4. The image processing method as claimed in claim 1, wherein differentiating the foregrounds and backgrounds based on the depth images comprises differentiating the foregrounds and backgrounds by using a clustering scheme based on depth information in relation to the depth images.

5. The image processing method as claimed in claim 3, wherein optimizing the foreground mask and the background mask comprises using a standard graph-cut scheme based on the first feature corresponding point transform matrix and the second feature corresponding point transform matrix to optimize the foreground mask and the background mask.

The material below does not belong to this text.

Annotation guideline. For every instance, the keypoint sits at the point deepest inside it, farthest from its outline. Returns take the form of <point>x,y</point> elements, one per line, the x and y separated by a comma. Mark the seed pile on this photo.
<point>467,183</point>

6. The image capturing method as claimed in claim 3, wherein matching and stitching the foregrounds of the at least one first image and the at least one second image based on the optimized foreground mask, and matching and stitching the backgrounds of the at least one first image and the at least one second image based on the optimized background mask comprises selecting a median of component values of pixels in the at least one first image and the at least one second image as a component value of corresponding pixels in the stitched third image by using a median fusion scheme.

7. An electronic device comprising:

a binocular camera, which includes a first camera and a second camera;

a shooting unit configured to acquire at least one first image taken by the first camera of the binocular camera and at least one second image taken by the second camera of the binocular camera;

a depth image acquiring unit configured to acquire depth images in scenes of the at least one first image and the at least one second image;

a foreground-background differentiating unit configured to differentiate, based on the depth images, foregrounds and backgrounds in the scenes of the at least one first image and the at least one second image; and

an image synthesis unit configured to match and stitch the foregrounds of the at least one first image and the at least one second image, and match and stitch the backgrounds of the at least one first image and the at least one second image.

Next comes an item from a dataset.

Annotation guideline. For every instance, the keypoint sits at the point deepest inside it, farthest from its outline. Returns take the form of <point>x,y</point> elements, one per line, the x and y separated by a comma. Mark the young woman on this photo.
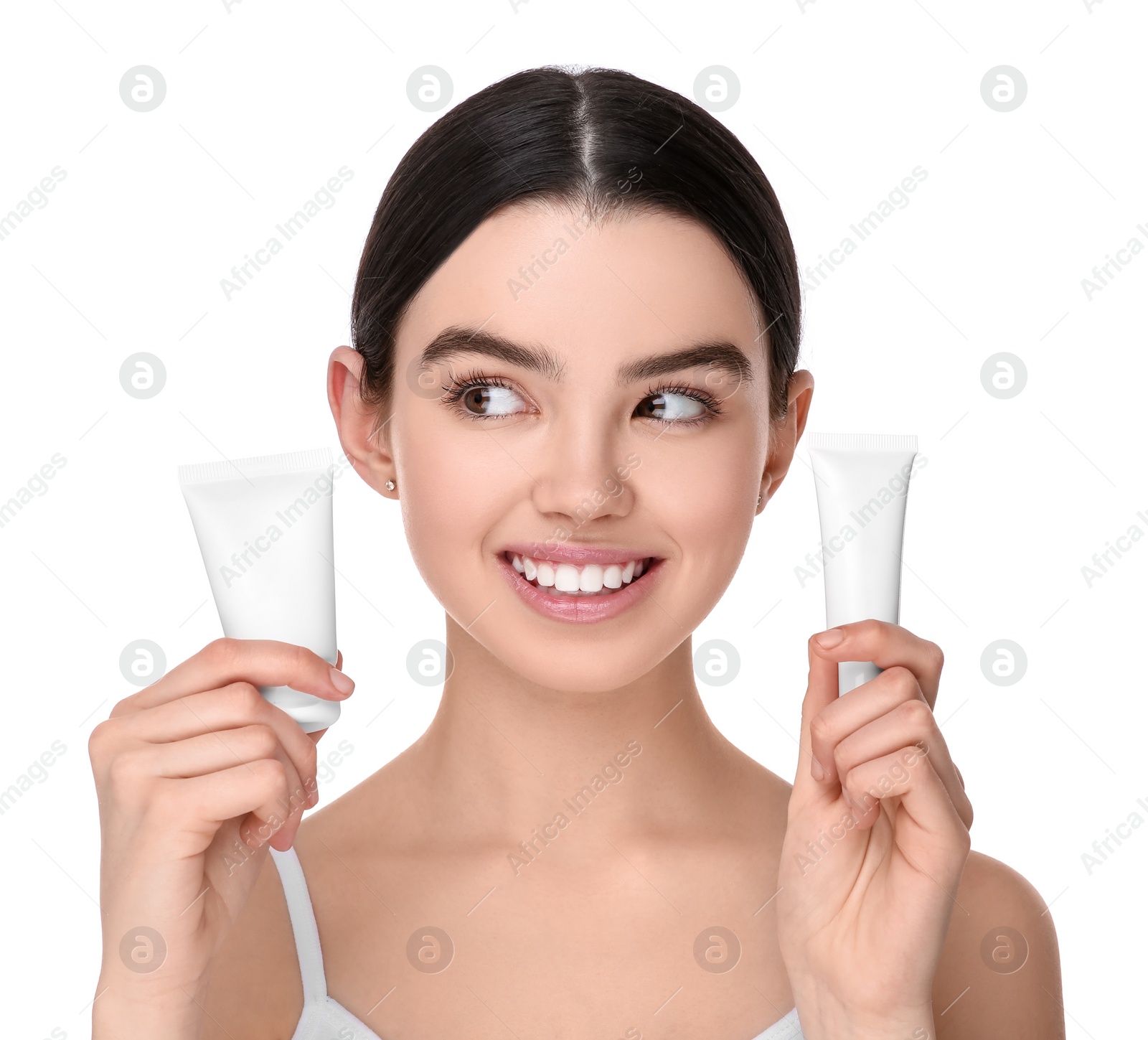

8. The electronic device as claimed in claim 7, wherein the foreground-background differentiating unit is further configured to obtain a foreground mask and a background mask in the at least one first image and the at least one second image.

9. The electronic device as claimed in claim 8, further comprising:

a feature point processing unit configured to process the foregrounds and backgrounds of the at least one first image and the at least one second image to obtain a first feature corresponding point transform matrix of the foregrounds of the at least one first image and the at least one second image, and to obtain a second feature corresponding point transform matrix of the backgrounds of the at least one first image and the at least one second image;

a mask optimizing unit configured to optimize the foreground mask and the background mask based on the first feature corresponding point transform matrix and the second feature corresponding point transform matrix;

wherein the image synthesis unit is further configured to match and stitch the foregrounds of the at least one first image and the at least one second image based on the optimized foreground mask, and match and stitch the backgrounds of the at least one first image and the at least one second image based on the optimized background mask.

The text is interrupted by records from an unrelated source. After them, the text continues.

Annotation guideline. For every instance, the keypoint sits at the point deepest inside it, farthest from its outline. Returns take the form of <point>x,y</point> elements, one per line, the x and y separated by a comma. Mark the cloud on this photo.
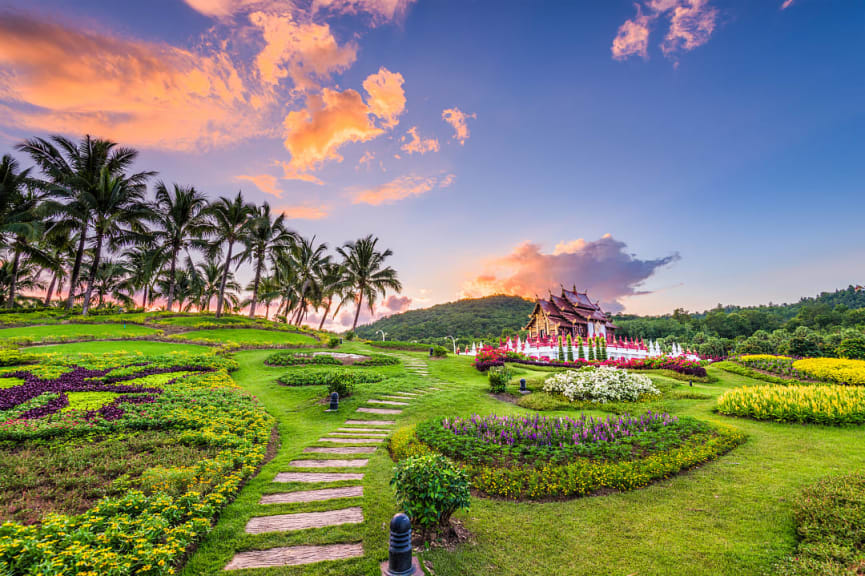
<point>604,267</point>
<point>147,94</point>
<point>302,51</point>
<point>417,144</point>
<point>457,119</point>
<point>304,212</point>
<point>386,97</point>
<point>264,182</point>
<point>633,37</point>
<point>691,25</point>
<point>401,188</point>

10. The electronic device as claimed in claim 7, wherein the foreground-background differentiating unit is further configured to differentiate the foregrounds and backgrounds by using a clustering scheme based on depth information in relation to the depth images.

11. The electronic device as claimed in claim 9, wherein the mask optimizing unit is further configured to optimize the foreground mask and the background mask by using a standard graph-cut scheme based on the first feature corresponding point transform matrix and the second feature corresponding point transform matrix.

12. The electronic device as claimed in claim 7, wherein the image synthesis unit is further configured to select a median of component values of pixels in the at least one first image and the at least one second image as a component value of corresponding pixels in the stitched third image by using a median fusion scheme.